Bullish divergence appears when price makes a lower low but RSI prints a higher low. Selling pressure is declining even as price drops to new lows, suggesting that bears are losing conviction. This often precedes bullish reversals, especially when combined with a support level or oversold RSI reading.

Divergence signals are most reliable on daily and weekly charts. On lower timeframes they produce too many false signals. Always confirm divergence with a price-action trigger such as a candlestick reversal pattern or a break of a trendline.

Centerline Crossover Strategy

The RSI 50 level acts as a dynamic support/resistance line for momentum. When RSI crosses above 50, it means average gains are exceeding average losses, confirming bullish momentum. When RSI crosses below 50, bearish momentum has taken over.

Trend-following traders use this as a filter: only take long trades when RSI is above 50, and only take short trades when RSI is below 50. During an uptrend, pullbacks that hold RSI above 40–50 are considered healthy and present buying opportunities. If RSI breaks below 40 during what was thought to be a pullback, it may indicate a deeper correction or trend change.

Common Mistakes

  • Selling solely because RSI hit 70. Overbought does not mean overpriced. In strong trends, RSI can stay elevated for a long time. Wait for RSI to actually turn down and cross below 70 before acting.
  • Ignoring the broader trend.

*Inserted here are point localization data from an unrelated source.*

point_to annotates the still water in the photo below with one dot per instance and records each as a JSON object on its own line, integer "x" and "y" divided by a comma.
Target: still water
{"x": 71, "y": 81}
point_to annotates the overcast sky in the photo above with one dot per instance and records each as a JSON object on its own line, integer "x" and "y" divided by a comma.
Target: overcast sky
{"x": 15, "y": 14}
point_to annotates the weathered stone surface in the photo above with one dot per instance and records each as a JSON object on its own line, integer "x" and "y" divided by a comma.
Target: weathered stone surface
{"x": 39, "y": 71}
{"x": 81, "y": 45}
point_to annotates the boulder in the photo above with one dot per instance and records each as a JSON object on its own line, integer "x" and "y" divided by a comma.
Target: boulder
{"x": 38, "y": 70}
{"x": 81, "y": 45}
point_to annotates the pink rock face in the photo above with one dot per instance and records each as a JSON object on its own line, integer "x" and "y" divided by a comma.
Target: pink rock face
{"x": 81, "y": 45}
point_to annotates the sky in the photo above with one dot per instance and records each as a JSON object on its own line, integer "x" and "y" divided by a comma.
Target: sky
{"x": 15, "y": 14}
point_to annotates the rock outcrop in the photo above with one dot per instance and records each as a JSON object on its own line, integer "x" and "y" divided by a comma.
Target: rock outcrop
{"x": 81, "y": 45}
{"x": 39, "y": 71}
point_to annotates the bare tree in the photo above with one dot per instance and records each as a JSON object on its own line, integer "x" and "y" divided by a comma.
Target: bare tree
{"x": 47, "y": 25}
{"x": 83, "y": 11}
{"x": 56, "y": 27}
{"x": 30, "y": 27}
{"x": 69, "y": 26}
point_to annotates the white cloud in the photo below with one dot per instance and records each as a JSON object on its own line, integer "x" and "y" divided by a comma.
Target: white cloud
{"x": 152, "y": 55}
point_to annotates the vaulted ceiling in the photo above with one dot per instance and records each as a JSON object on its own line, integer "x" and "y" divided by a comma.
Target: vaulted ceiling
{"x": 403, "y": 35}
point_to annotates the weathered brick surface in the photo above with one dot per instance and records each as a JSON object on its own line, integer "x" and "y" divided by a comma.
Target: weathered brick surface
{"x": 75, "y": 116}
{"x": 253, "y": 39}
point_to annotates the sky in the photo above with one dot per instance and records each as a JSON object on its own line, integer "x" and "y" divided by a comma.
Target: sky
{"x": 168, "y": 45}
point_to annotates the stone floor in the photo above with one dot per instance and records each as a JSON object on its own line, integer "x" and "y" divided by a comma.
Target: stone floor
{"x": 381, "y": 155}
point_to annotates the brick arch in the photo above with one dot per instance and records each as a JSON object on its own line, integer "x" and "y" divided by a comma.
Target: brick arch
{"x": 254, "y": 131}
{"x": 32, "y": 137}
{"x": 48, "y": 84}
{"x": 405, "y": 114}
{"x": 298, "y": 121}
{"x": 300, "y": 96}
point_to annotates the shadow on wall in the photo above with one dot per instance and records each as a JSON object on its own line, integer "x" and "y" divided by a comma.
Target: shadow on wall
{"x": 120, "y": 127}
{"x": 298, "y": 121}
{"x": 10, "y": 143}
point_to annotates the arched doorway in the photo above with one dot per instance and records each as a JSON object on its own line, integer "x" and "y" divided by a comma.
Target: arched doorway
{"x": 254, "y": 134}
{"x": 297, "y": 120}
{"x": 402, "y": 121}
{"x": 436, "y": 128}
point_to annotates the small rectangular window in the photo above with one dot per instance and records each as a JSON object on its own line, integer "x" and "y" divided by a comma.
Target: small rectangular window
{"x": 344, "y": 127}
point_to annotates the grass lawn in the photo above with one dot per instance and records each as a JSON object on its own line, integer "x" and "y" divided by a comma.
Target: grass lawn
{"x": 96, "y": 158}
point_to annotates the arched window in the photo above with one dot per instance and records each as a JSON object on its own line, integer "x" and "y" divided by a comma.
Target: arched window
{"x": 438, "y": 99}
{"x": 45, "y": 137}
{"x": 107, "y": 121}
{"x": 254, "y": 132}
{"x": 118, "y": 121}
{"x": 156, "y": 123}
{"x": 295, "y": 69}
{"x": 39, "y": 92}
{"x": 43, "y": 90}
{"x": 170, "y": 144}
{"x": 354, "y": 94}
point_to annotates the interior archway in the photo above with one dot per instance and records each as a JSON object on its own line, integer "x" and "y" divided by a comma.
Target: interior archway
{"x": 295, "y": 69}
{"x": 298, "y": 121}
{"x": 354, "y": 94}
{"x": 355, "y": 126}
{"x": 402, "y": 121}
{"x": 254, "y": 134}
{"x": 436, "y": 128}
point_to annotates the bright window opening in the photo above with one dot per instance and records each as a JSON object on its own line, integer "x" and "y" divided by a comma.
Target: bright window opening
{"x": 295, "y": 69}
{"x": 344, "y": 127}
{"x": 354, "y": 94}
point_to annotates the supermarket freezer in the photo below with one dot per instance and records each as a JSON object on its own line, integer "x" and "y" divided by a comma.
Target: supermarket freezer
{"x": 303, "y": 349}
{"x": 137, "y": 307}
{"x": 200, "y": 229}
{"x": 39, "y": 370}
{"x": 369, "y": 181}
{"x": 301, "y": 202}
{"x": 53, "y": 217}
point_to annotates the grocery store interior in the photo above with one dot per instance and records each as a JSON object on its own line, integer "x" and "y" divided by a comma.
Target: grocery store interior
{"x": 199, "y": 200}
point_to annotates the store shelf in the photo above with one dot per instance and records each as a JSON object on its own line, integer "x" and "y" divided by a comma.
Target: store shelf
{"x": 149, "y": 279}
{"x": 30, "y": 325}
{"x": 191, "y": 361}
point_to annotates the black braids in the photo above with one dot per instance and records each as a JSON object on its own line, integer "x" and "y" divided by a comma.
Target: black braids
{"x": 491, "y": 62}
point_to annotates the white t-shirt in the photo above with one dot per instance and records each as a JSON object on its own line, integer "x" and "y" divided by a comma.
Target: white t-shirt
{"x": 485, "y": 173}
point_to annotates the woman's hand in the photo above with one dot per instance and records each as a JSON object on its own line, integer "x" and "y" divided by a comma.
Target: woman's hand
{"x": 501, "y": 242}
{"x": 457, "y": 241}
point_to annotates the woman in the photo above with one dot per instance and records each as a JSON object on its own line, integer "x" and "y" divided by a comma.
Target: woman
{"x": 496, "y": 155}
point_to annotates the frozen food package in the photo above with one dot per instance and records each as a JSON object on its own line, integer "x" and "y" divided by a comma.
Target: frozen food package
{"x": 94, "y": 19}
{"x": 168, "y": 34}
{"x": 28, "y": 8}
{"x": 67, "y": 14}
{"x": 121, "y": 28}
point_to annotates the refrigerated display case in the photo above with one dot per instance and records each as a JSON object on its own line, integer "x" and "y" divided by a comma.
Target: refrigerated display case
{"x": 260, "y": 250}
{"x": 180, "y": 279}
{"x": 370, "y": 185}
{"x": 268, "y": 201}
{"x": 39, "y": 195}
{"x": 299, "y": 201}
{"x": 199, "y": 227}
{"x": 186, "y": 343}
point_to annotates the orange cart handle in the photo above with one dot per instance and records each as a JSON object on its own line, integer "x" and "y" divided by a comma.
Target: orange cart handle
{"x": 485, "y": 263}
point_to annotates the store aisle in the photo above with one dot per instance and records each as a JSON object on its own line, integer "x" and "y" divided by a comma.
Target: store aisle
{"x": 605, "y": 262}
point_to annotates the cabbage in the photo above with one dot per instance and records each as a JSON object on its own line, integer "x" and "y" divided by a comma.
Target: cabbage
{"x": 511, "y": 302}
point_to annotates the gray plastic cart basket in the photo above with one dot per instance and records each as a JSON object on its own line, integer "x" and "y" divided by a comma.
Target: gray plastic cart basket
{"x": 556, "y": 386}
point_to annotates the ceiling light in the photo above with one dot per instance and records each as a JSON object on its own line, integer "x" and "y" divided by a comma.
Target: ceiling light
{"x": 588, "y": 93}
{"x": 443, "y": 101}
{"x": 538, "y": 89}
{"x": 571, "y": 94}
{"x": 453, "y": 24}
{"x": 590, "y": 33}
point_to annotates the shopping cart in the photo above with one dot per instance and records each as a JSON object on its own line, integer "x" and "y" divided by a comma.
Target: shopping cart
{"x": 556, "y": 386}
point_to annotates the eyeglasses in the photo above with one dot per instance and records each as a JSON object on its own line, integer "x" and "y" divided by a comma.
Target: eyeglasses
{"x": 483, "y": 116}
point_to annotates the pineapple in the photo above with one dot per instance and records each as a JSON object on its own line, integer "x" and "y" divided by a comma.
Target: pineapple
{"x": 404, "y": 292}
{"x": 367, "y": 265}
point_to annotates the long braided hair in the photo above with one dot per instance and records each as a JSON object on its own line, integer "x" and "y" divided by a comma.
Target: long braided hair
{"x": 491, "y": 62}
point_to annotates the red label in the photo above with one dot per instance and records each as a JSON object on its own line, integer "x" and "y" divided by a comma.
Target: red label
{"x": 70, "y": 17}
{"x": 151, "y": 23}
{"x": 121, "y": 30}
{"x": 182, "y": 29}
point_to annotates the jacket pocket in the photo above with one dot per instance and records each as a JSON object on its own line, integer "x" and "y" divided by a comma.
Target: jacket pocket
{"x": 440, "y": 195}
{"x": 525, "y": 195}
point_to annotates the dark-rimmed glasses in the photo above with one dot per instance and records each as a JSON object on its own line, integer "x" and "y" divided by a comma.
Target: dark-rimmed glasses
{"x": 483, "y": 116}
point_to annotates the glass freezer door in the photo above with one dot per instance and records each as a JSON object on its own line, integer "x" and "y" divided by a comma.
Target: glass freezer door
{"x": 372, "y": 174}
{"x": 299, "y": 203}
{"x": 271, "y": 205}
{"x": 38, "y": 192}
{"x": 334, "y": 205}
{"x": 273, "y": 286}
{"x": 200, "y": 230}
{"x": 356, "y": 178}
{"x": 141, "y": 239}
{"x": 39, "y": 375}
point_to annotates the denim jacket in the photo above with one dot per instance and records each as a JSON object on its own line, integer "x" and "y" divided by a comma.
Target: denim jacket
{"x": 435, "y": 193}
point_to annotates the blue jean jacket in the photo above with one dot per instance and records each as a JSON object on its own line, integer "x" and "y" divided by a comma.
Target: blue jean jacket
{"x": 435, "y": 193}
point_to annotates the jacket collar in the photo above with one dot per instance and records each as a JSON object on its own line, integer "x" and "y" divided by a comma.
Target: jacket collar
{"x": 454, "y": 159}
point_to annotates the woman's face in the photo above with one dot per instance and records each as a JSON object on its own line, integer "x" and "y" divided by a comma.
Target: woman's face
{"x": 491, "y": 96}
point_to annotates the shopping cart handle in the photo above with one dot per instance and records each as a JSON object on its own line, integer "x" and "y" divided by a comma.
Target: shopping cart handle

RSI works best as a confirmation tool within a trend framework. Using RSI in isolation leads to premature entries and exits.
  • Using only the default 14 period. Faster-moving assets may benefit from a shorter period (7–9), while slower assets like indices may respond better to a longer period (21).
  • Treating divergence as an immediate signal. Divergence warns that momentum is shifting, but it does not tell you exactly when the reversal will happen. Wait for price confirmation before entering.

Recommended Settings

PeriodStyleBest For
14 (default)BalancedSwing trading, daily charts, most assets
7AggressiveDay trading, scalping, fast-moving stocks
21ConservativePosition trading, weekly charts, indices
9Moderate4-hour charts, crypto, forex

Frequently Asked Questions

What is the RSI indicator?+

RSI (Relative Strength Index) is a momentum oscillator from 0–100. It compares average gains to average losses over a set period (often 14) to highlight when momentum may be stretched into overbought or oversold territory — not automatic buy or sell signals on their own.

What is the best RSI period setting?+

14 is the widely used default. Shorter periods (7–9) react faster but generate more noise; longer ones (21) smooth the line for slower markets. Match period to your timeframe, liquidity, and whether you are trading trends or ranges.

What is RSI divergence?+

Divergence is when price and RSI disagree: bearish divergence is a higher high in price with a lower high in RSI; bullish divergence is a lower low in price with a higher low in RSI. It warns that momentum is fading — confirm with price action before trading.

Is the RSI 50 centerline important?+

Many traders treat 50 as a simple momentum filter: above 50 favors bullish impulse, below 50 favors bearish. It works best with trend context — not as a standalone entry trigger.

Can RSI stay overbought for a long time?+

Yes. In strong uptrends RSI can remain above 70 for extended periods. Selling only because RSI touched 70 often exits winners too early; many traders wait for RSI to roll over and cross back below 70 to signal fading momentum.